David Thornton is the organics and biofuels project coordinator for Clemson University Facilities.

David Thornton is the organics and biofuels project coordinator for Clemson University Facilities.
Image Credit: Jim Melvin / Clemson University

CLEMSON – In the scientific community, opinions vary as to when human beings will finally use up Earth’s underground reserves of petroleum. Thirty years? Fifty years? One hundred years?

Though the timing is debatable, the outcome is not. At 7.3 billion people and growing, the human race will eventually deplete the world’s fossil fuels. Without viable alternatives firmly in place, chaos would result.

One alternative is biofuel, which is broadly defined as a fuel produced directly or indirectly from plant materials and animal waste. The result is a recycled product that is friendly to the environment.

Examples include:

  • Biodiesel, which is made from vegetable oils and animal fats
  • Ethanol, which is most often made from corn or sugarcane
  • Green diesel, which is derived from algae and other plant sources
  • Methane, which is derived from animal manure and other digested organic material

“Biodiesel production in the U.S. is increasing at a record pace, with 1.1 billion gallons being produced annually,” said David Thornton, the organics and biofuels project coordinator for Clemson University Facilities. “And this is expected to continue to increase as researchers develop more productive and sustainable oil sources. Diesel fuel is mainly used in agriculture, military and transport of goods. Currently, biodiesel has the potential to displace about 15 percent of diesel fuel used in the U.S.”

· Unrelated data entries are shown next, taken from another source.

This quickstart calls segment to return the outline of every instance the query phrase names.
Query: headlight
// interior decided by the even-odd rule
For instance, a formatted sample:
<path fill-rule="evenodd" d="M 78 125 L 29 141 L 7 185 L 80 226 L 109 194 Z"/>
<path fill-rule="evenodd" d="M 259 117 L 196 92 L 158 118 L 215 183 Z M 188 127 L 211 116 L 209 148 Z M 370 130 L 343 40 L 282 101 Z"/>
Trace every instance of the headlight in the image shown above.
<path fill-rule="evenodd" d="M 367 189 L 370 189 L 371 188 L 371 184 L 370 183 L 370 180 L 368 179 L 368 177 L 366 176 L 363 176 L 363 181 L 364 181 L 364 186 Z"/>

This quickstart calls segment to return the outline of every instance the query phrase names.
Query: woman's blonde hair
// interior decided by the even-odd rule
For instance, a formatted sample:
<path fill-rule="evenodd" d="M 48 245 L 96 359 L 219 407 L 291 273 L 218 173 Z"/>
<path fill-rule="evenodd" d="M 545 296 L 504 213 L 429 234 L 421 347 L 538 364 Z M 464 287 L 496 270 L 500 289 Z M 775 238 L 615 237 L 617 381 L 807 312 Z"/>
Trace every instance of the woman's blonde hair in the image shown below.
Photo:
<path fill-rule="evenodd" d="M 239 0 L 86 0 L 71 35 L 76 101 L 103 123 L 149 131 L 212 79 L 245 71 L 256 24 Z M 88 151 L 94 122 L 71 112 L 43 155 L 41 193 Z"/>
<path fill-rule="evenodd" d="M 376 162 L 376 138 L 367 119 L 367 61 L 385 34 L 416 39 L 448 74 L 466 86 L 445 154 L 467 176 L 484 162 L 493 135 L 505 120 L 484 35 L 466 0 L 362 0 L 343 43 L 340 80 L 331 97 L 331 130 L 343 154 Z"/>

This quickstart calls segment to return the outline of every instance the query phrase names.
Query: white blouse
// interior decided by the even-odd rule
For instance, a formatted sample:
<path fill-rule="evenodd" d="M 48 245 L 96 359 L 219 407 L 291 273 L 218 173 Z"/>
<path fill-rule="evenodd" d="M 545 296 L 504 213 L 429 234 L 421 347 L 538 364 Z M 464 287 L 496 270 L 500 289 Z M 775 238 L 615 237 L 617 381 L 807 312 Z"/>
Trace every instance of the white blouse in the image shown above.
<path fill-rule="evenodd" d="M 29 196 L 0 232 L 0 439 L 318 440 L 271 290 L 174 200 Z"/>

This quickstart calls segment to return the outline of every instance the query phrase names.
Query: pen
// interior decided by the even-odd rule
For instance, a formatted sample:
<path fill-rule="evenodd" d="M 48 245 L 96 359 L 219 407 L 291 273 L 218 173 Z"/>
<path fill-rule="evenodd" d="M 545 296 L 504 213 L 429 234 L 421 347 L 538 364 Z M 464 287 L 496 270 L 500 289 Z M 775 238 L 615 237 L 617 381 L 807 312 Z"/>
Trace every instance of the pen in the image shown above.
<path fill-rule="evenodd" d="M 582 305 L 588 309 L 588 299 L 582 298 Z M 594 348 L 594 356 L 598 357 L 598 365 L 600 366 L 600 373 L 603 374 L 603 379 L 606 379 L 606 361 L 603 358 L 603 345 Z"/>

Thornton, who is also the composting facilities manager with the recycling program at Clemson, recently conducted a workshop on making your own biodiesel.

During his daylong workshop, Thornton demonstrated the process of making biodiesel, which involves a combination of heat, agitation and time. He also focused on essential safety and quality-control monitoring procedures designed to produce clean domestic fuel using cooking oil collected from Clemson’s campus cafeterias.

The cooking oil is first settled in tanks, which allows unwanted debris – called “gravy” – to sink to the bottom. The cleaner oil nearer the surface is then pumped into a reactor, where it is mixed with methanol and a catalyst. This process removes a thick alcohol from the vegetable oil molecules and replaces it with a lighter methyl alcohol to decrease the viscosity of the fuel, thus making it a drop-in replacement for ordinary diesel fuel. Further purification and filtering eventually result in a fuel that is fluid, moisture-free and ready for use in cars, tractors and any machines powered by diesel engines.

Biodiesel has many mechanical advantages in diesel engines.

“Second-generation biodiesel feedstock such as algal and insect oils are on the horizon,” Thornton said. “These feedstocks can revolutionize fuel production by using non-arable land and industrial wastes to produce renewable energy and sustainable animal proteins, while at the same time not competing with food markets like their predecessors such as soybeans and corn.”

Most of the organic waste produced at the university is processed at the Cherry Crossing Research Facility, where it is made into mulch, compost, animal feed and biofuel that is used on campus and also available for purchase.

“We recycle food waste, landscape residuals, agricultural residuals and even some construction debris,” Thornton said. “And eventually we’re going to be tackling bio-solids, which are the byproducts from anaerobic digesters at wastewater treatment plants. We also have a small lab that’s being built, so by this time next year we hope to be converting waste plant and animal materials into natural gas.”